Pub Date : 2019-01-01 DOI: 10.26502/fjwhd.2644-28840013
Tanya Connell
Background: Women are not universally or routinely screened ante-or postnatally for psychosocial risk factors, depression and anxiety in the private sector in Australia. There are limited studies that explore health professionals’ views on screening or perceived barriers to the screening process. Aim: The aim of this study was to discuss the health professionals’ views of psychosocial screening and assessment who work in the private obstetric sector. Methods: Semi-structured face-to-face interviews were completed with 11 midwives, 1 social worker and 2 obstetricians. Three hospital sites were chosen, of which only one currently screens women for psychosocial risk factors. Thematic analysis was applied to interview transcripts. Three researchers then discussed reoccurring themes and a consensus in themes and subthemes was reached. Results: Only one hospital was screening women and had midwives trained in psychosocial assessment including depression screening. There were mixed views on the process and barriers to screening were identified, e.g. lack of support systems, cultural barriers, inaccurate answers, power barriers with obstetricians, husband interference, fear and powerlessness. Benefits were recognised: early identification of difficulties, standardisation and patient-focused care. Concerns were, however, also evident: suicide ideation, intrusiveness of questions, whether women responded honestly, not wanting to screen all women. Conclusion: There was an identified concern by midwives that obstetricians did not take seriously any concerns highlighted by the midwife about women’s psychosocial problems.
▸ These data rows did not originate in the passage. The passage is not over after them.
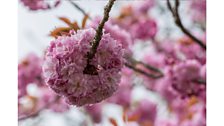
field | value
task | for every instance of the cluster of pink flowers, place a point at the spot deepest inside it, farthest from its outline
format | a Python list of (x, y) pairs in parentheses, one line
[(123, 95), (67, 76), (29, 71), (40, 4), (144, 113), (66, 59), (199, 10)]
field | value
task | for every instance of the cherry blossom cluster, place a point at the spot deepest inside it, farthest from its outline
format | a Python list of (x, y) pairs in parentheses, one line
[(66, 59), (96, 65)]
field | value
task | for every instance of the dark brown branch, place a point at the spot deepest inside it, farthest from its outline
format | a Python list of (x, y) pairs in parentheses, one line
[(143, 72), (99, 30), (38, 111), (90, 69), (79, 8), (175, 13)]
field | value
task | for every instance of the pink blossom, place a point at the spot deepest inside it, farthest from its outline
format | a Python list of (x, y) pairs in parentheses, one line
[(146, 111), (191, 50), (123, 95), (95, 111), (39, 4), (144, 29), (29, 71), (169, 122), (199, 10), (143, 7), (65, 61), (185, 75)]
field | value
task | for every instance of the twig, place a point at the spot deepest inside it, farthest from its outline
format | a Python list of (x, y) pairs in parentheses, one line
[(97, 38), (143, 72), (38, 112), (79, 8), (179, 23)]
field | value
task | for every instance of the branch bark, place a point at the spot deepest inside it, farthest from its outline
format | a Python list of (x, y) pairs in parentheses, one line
[(90, 69)]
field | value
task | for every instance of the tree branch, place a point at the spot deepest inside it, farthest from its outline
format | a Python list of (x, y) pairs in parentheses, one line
[(179, 23), (79, 8), (96, 41)]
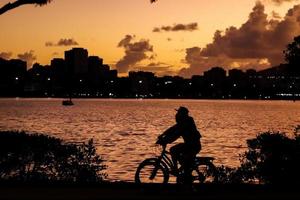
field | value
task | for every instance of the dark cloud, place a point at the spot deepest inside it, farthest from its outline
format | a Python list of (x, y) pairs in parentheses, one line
[(5, 55), (158, 68), (28, 57), (259, 43), (279, 2), (177, 27), (62, 42), (276, 15), (134, 52)]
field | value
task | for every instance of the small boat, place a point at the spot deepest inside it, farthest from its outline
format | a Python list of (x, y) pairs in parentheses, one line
[(67, 102)]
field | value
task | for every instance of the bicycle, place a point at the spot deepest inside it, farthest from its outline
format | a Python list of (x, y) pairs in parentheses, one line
[(159, 169)]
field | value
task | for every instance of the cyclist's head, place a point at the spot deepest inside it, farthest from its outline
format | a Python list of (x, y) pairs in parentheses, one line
[(182, 113)]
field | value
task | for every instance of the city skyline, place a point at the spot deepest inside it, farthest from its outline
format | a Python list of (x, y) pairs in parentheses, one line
[(164, 37)]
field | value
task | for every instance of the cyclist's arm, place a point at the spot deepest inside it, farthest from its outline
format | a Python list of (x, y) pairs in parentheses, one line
[(170, 135)]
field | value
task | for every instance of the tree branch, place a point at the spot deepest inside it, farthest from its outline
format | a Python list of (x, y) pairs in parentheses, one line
[(18, 3)]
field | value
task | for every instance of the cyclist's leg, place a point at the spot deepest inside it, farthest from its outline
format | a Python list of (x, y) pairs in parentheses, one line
[(176, 152), (189, 159)]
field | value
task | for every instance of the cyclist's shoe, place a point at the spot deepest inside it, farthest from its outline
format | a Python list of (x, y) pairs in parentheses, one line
[(175, 171)]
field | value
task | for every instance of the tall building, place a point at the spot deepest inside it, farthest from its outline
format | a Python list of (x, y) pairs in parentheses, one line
[(77, 61)]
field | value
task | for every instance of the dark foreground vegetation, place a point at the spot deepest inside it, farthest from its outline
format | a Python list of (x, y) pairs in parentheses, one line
[(32, 158), (272, 158), (41, 167)]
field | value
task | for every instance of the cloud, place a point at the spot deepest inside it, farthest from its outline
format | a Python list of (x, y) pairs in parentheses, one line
[(135, 52), (62, 42), (5, 55), (158, 68), (28, 57), (258, 41), (177, 27), (279, 2)]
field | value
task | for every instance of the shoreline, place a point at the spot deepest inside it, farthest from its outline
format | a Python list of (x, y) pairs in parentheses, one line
[(133, 191)]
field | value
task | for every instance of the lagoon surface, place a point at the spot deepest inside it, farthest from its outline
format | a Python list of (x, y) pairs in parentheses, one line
[(125, 131)]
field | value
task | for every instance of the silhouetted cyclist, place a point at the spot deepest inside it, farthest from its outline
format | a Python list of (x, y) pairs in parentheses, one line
[(186, 152)]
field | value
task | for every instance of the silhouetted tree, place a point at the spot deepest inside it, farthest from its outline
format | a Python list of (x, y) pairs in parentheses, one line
[(18, 3), (292, 55), (40, 158), (272, 158)]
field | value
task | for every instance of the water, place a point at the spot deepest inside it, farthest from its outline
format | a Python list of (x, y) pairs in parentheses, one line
[(125, 130)]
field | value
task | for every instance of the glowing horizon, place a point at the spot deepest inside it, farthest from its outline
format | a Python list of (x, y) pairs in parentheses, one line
[(100, 25)]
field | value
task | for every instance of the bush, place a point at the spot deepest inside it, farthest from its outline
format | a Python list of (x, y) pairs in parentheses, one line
[(272, 158), (40, 158)]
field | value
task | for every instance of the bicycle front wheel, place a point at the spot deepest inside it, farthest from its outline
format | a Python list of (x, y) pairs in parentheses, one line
[(151, 172), (204, 173)]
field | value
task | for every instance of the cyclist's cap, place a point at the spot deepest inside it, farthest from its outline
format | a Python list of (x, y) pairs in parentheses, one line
[(182, 110)]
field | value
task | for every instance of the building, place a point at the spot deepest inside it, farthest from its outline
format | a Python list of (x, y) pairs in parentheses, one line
[(77, 61)]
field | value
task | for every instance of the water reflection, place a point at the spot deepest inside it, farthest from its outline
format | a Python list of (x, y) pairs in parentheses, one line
[(125, 130)]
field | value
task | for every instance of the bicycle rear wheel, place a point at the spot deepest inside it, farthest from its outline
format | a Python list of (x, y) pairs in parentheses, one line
[(149, 172)]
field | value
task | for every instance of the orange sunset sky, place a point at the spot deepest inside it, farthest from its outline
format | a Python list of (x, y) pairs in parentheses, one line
[(169, 37)]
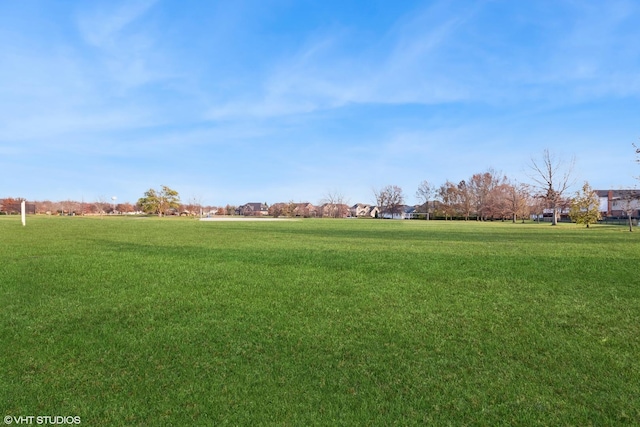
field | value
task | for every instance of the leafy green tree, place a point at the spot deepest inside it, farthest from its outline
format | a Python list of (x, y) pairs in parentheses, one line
[(159, 202), (585, 207)]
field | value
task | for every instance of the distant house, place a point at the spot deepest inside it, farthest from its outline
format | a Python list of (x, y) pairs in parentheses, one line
[(404, 212), (335, 210), (253, 209), (305, 210), (364, 210), (619, 203)]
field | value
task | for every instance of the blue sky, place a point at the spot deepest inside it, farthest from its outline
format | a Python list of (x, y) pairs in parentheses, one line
[(244, 101)]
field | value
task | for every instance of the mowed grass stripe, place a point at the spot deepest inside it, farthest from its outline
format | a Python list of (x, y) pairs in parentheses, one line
[(173, 321)]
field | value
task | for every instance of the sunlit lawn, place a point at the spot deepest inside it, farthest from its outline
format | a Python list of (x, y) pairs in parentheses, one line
[(126, 321)]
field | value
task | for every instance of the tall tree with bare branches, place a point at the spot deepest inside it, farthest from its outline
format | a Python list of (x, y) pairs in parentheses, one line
[(553, 177)]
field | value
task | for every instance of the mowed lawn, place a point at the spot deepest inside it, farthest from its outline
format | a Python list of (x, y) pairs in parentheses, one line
[(125, 321)]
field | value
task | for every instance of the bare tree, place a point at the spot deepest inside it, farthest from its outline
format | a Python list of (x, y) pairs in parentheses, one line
[(481, 186), (629, 205), (334, 202), (448, 195), (390, 199), (424, 193), (553, 177)]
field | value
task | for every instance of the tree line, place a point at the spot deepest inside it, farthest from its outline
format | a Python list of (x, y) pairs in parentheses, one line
[(487, 195)]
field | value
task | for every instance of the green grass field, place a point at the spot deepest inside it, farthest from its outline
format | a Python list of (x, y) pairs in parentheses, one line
[(126, 321)]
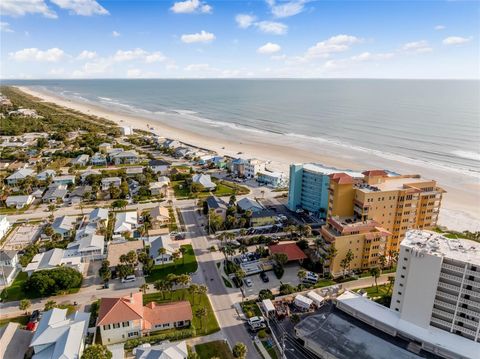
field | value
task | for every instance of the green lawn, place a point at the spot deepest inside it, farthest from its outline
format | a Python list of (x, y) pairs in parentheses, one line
[(217, 348), (180, 266), (22, 320), (197, 301)]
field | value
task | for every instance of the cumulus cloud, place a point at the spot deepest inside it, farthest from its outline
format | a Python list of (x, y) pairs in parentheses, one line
[(418, 47), (456, 40), (5, 27), (17, 8), (244, 20), (286, 8), (86, 55), (81, 7), (272, 27), (202, 36), (191, 6), (334, 44), (34, 54), (269, 48)]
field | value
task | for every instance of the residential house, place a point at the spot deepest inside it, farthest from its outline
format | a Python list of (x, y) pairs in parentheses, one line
[(5, 226), (19, 175), (64, 225), (44, 175), (204, 180), (110, 181), (78, 194), (98, 159), (52, 259), (120, 319), (55, 193), (19, 201), (159, 166), (125, 157), (164, 350), (125, 222), (272, 179), (66, 179), (218, 205), (8, 258), (162, 242), (160, 216), (85, 174), (248, 204), (59, 336), (14, 342), (117, 248), (81, 160)]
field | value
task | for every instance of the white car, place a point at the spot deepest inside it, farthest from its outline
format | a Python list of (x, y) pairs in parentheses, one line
[(129, 278)]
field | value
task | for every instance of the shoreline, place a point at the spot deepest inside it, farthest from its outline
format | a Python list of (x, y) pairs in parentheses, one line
[(461, 204)]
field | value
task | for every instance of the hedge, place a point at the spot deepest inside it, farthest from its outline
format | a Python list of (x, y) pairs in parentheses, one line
[(153, 339)]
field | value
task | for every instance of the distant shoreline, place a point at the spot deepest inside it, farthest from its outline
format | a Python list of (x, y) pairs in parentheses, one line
[(461, 205)]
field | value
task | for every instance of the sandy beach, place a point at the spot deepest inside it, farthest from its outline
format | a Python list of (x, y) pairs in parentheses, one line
[(461, 204)]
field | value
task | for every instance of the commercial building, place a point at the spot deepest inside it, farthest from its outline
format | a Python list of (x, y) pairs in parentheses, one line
[(396, 203), (308, 189), (438, 283)]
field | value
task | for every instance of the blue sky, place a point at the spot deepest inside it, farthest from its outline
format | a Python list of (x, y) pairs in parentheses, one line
[(272, 38)]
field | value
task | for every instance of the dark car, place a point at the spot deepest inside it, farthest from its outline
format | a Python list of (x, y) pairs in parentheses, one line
[(264, 277)]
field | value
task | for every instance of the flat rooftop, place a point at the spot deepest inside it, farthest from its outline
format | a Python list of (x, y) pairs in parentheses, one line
[(435, 244)]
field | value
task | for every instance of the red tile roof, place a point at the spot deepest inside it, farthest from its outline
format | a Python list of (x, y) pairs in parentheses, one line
[(341, 178), (116, 310), (293, 252), (155, 314)]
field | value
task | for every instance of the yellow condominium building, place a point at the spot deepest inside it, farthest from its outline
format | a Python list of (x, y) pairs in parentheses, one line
[(366, 240), (396, 203)]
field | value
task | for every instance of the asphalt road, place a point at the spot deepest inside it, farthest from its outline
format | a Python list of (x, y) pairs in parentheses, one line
[(222, 302)]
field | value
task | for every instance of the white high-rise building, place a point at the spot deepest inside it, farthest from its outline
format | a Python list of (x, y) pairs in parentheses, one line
[(438, 283)]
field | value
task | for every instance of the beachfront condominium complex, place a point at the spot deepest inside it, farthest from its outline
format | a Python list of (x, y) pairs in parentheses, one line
[(438, 283), (369, 216), (308, 189)]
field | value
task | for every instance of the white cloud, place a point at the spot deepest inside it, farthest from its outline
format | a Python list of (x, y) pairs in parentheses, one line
[(286, 9), (34, 54), (87, 55), (418, 47), (456, 40), (202, 36), (17, 8), (368, 56), (269, 48), (191, 6), (5, 27), (334, 44), (155, 57), (244, 20), (81, 7), (272, 27), (129, 55)]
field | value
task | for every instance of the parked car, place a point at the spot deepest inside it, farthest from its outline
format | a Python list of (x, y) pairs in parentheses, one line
[(129, 278), (264, 277)]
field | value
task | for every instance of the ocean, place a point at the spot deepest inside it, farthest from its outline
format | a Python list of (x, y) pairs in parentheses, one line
[(434, 122)]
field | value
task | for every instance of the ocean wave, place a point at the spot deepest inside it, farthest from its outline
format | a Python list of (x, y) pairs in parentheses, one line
[(469, 155)]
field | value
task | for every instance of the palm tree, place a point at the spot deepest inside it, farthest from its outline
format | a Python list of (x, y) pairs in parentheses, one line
[(375, 272), (301, 275), (201, 313)]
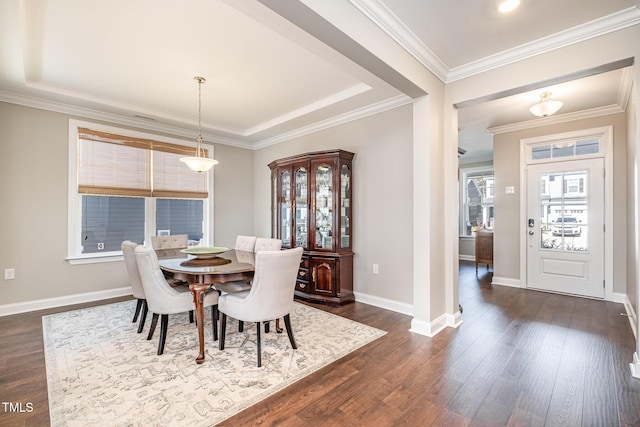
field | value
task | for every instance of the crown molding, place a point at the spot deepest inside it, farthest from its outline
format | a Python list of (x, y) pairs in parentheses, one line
[(149, 125), (140, 122), (360, 113), (310, 108), (556, 119), (614, 22), (377, 12)]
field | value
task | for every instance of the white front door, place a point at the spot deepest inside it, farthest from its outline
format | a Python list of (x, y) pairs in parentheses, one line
[(565, 227)]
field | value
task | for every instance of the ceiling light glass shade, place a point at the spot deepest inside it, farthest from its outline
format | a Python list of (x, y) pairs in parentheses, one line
[(508, 5), (546, 106), (199, 163)]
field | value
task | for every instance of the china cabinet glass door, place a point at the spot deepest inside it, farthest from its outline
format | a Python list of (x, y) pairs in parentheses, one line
[(302, 208), (284, 208), (324, 207), (345, 207)]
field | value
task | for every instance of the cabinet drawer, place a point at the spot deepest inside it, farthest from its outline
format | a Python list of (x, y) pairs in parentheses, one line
[(302, 286), (303, 274), (304, 262)]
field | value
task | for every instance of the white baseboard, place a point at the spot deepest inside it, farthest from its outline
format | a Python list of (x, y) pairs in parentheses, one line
[(635, 366), (506, 281), (41, 304), (631, 313), (429, 329), (387, 304)]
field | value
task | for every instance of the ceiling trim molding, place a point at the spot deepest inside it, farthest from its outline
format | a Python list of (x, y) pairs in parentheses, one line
[(360, 113), (614, 22), (398, 31), (140, 123), (387, 21), (561, 118)]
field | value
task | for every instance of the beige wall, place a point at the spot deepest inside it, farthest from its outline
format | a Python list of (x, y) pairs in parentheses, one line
[(382, 194), (507, 207), (632, 213), (33, 218)]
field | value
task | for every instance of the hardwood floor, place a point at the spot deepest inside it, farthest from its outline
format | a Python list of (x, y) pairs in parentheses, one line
[(521, 358)]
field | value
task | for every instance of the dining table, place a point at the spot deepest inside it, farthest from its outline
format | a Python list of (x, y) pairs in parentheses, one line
[(203, 273)]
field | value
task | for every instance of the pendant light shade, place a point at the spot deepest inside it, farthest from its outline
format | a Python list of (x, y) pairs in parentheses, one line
[(199, 163), (546, 106)]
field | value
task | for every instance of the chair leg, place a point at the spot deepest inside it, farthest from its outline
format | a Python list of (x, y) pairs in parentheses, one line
[(145, 310), (259, 327), (287, 324), (223, 331), (152, 328), (214, 321), (164, 323), (137, 312)]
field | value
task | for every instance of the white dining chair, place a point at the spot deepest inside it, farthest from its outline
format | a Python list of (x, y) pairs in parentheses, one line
[(163, 300), (270, 296), (265, 244), (245, 243), (129, 254)]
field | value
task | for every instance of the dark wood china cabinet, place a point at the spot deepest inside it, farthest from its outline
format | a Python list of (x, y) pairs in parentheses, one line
[(312, 207)]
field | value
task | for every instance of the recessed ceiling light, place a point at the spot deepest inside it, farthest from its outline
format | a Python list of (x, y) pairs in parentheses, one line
[(508, 5)]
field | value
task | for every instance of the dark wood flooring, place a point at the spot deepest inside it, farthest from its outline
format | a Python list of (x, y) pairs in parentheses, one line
[(521, 358)]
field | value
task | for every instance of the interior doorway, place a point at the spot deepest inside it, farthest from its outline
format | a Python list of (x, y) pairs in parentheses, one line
[(566, 209)]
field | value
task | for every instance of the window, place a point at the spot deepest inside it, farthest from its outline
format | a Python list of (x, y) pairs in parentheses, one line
[(128, 185), (477, 200)]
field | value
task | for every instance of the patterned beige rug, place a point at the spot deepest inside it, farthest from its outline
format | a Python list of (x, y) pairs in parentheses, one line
[(101, 372)]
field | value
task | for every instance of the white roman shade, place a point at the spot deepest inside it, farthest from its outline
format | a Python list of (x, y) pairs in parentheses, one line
[(117, 165)]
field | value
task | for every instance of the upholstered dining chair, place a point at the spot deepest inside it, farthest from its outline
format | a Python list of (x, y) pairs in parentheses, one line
[(270, 296), (129, 253), (163, 300), (265, 244), (245, 243)]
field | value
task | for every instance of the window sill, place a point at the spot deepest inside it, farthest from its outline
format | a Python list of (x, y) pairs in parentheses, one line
[(96, 259)]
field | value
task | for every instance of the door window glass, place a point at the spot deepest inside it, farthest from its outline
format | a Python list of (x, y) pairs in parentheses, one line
[(563, 211)]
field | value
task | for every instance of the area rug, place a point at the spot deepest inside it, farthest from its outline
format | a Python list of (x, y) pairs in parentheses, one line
[(101, 372)]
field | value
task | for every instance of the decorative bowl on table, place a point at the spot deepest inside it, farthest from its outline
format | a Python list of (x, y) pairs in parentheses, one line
[(205, 252)]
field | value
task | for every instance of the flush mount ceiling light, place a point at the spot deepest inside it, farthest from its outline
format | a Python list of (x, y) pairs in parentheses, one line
[(199, 163), (546, 106), (508, 5)]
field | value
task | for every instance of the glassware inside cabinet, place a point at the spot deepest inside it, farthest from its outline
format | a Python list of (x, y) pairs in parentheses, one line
[(285, 208), (345, 207), (324, 206), (302, 208)]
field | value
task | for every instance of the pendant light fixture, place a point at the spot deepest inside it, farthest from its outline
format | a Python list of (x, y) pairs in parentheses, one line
[(199, 163), (546, 106)]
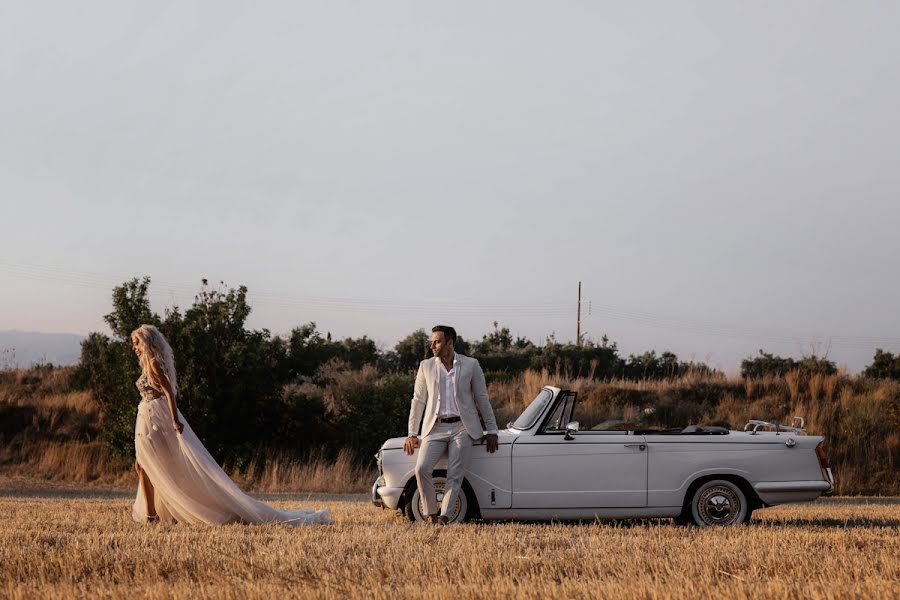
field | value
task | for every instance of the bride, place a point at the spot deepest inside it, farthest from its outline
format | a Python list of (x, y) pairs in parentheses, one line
[(178, 480)]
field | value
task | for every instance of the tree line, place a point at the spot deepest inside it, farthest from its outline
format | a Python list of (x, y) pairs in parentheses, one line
[(245, 391)]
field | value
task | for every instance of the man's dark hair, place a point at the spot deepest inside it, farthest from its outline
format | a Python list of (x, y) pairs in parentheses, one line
[(449, 332)]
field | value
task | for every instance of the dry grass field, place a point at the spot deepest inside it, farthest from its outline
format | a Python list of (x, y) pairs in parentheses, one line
[(69, 543)]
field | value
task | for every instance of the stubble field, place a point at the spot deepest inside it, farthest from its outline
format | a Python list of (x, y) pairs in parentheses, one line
[(65, 543)]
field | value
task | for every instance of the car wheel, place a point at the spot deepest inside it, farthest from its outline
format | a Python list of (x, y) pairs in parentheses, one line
[(415, 508), (719, 503)]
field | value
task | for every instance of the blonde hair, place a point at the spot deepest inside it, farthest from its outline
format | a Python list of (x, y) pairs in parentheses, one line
[(156, 349)]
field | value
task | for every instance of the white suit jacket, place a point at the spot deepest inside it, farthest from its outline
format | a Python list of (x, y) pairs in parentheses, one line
[(471, 397)]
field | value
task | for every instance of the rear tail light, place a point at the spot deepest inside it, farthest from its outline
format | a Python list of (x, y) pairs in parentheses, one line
[(824, 465)]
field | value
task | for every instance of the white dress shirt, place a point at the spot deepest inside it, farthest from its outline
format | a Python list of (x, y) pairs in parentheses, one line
[(447, 406)]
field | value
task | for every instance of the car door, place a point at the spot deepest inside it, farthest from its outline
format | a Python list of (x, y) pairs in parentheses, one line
[(593, 469)]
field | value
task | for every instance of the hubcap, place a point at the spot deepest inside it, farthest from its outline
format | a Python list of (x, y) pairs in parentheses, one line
[(719, 505)]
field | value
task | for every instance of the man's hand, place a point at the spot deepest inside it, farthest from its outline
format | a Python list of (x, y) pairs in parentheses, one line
[(411, 443)]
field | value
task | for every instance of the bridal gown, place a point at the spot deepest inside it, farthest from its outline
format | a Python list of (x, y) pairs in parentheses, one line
[(189, 486)]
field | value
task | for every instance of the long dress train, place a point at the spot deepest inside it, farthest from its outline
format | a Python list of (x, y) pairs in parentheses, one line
[(189, 485)]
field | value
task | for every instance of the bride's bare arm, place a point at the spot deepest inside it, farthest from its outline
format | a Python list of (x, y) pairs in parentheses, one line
[(159, 375)]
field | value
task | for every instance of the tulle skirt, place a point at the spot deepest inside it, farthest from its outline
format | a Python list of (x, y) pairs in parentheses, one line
[(189, 485)]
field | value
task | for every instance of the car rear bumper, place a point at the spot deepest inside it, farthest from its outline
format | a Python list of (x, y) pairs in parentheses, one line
[(779, 492), (385, 497)]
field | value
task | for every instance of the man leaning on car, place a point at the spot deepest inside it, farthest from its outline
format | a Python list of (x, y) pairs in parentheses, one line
[(451, 392)]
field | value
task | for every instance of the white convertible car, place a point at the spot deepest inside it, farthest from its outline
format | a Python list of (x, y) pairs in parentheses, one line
[(547, 467)]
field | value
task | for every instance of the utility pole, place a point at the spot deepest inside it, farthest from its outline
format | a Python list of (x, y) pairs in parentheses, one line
[(578, 326)]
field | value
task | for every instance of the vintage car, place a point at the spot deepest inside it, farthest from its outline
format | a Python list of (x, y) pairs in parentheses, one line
[(548, 467)]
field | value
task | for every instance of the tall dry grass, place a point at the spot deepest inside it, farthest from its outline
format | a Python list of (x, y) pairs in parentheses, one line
[(49, 433), (67, 547), (52, 433)]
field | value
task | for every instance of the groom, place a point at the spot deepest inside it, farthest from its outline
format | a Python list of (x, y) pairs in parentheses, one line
[(451, 391)]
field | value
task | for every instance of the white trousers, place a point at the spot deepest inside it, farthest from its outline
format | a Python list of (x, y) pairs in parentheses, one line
[(453, 439)]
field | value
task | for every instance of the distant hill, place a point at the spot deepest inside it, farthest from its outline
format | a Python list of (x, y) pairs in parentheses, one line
[(25, 348)]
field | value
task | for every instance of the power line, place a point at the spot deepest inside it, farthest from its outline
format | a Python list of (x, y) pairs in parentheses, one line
[(462, 308)]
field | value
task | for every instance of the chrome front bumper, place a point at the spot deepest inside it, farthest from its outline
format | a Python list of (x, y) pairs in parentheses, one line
[(385, 497)]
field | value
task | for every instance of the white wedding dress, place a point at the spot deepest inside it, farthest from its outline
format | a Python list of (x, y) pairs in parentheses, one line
[(189, 486)]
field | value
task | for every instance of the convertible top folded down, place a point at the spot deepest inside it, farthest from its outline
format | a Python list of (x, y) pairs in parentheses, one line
[(689, 430)]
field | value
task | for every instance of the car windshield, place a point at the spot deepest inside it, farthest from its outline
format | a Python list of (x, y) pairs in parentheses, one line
[(534, 410)]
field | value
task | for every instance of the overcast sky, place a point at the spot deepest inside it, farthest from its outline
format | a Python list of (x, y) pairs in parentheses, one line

There was a sense of a lack of ‘ownership’ of the women, therefore a feeling of helplessness in addressing their needs. Suggestions were made: appropriate education and training of midwives, flagging high risk women, more in-house resources and external resources/community links and employing a central midwife with interest and expertise in psychosocial screening.
背景:在澳大利亚的私营部门,妇女没有普遍或常规地在产前或产后进行心理社会风险因素、抑郁和焦虑的筛查。有有限的研究探讨卫生专业人员对筛查的看法或对筛查过程的感知障碍。目的:本研究的目的是讨论在私营产科部门工作的卫生专业人员对社会心理筛查和评估的看法。方法:对11名助产士、1名社工和2名产科医生进行半结构化的面对面访谈。选择了三家医院,其中只有一家目前对妇女进行心理社会风险因素筛查。访谈笔录采用专题分析。然后,三位研究者讨论了重复出现的主题,并在主题和副主题上达成了共识。结果:只有一家医院对妇女进行了筛查,并且助产士接受了心理社会评估(包括抑郁症筛查)方面的培训。人们对筛查过程的看法不一,并确定了筛查的障碍,例如缺乏支持系统、文化障碍、不准确的答案、与产科医生的权力障碍、丈夫干预、恐惧和无能为力。好处是公认的:及早发现困难,标准化和以病人为中心的护理。然而,担忧也很明显:自杀念头、问题的侵入性、女性是否诚实回答、不想筛查所有女性。结论:助产士有一个明确的担忧,即产科医生没有认真对待助产士强调的关于妇女心理社会问题的任何担忧。有一种对女性缺乏“所有权”的感觉,因此在满足她们的需求时感到无助。提出了以下建议:对助产士进行适当的教育和培训,标记高风险妇女,增加内部资源和外部资源/社区联系,雇用对社会心理筛查感兴趣和具有专业知识的中心助产士。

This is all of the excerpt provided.